FORWARD OPERATING BASE ZEEBRUGEE, Afghanistan --
Female Marines represent just six percent of the entire Marine Corps, and for one combat engineer from 9th Engineer Support Battalion, 1st Marine Logistics Group (Forward) that small ratio is a large reality.
Lance Cpl. Kimberly R. Burrows, a 22 year old from Albany, Ore., is currently at Forward Operating Base Zeebrugge, near the Kajaki Dam in Helmand province, Afghanistan, and she’s the only female Marine for miles.
Burrows, who joined the Marine Corps in April 2007, is not at all bothered by this fact.
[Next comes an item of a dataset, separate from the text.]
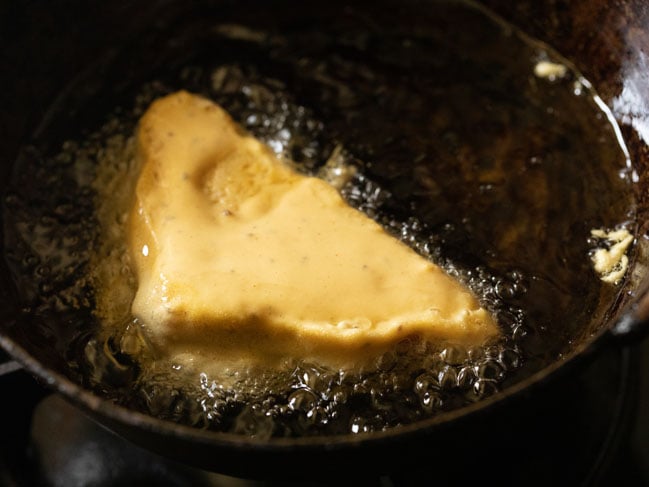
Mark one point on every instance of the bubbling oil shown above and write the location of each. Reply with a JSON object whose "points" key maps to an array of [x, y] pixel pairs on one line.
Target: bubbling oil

She is just glad to have the chance to help with the current mission: improving one of the most remote Marine FOB's in Afghanistan.
“It’s nice to do things for people who need it and will appreciate it,” said Burrows. “These [India] Battery Marines need the work to be done for both their safety and comfort, and I’m glad to be helping out with that.”
Engineers from 9th ESB arrived at FOB Zeebrugge March 2, tasked to enhance security and improve living conditions for the Marines of India Battery, 3rd Battalion, 12th Marine Regiment, Regimental Combat Team-2, 1st Marine Division (Forwad), who currently own that battlespace.
According to Burrows leadership, she’s a valuable asset to the engineer team conducting the mission.
“She has a good work ethic,” said Sgt. Martin D. Allen, a combat engineer from 9th ESB, who currently leads the projects on FOB Zeebrugge. “Burrows is very knowledgeable, and she has great initiative. She keeps busy, and she keeps great accountability of the tools.”
It isn’t just her ability to stay focused and work hard that shines through; her personality makes an impression as well.
“Burrows gets along well with everyone else,” said Allen, 26 from Middle Grove, N.Y. “She fits in well, and she is a great addition to our team.”
As for being the only female around, Burrows looks at it quite simply: “You’ve got males and females, but we are all Marines, and we have a job to do. It’s about giving these Marines a safe place to sleep.”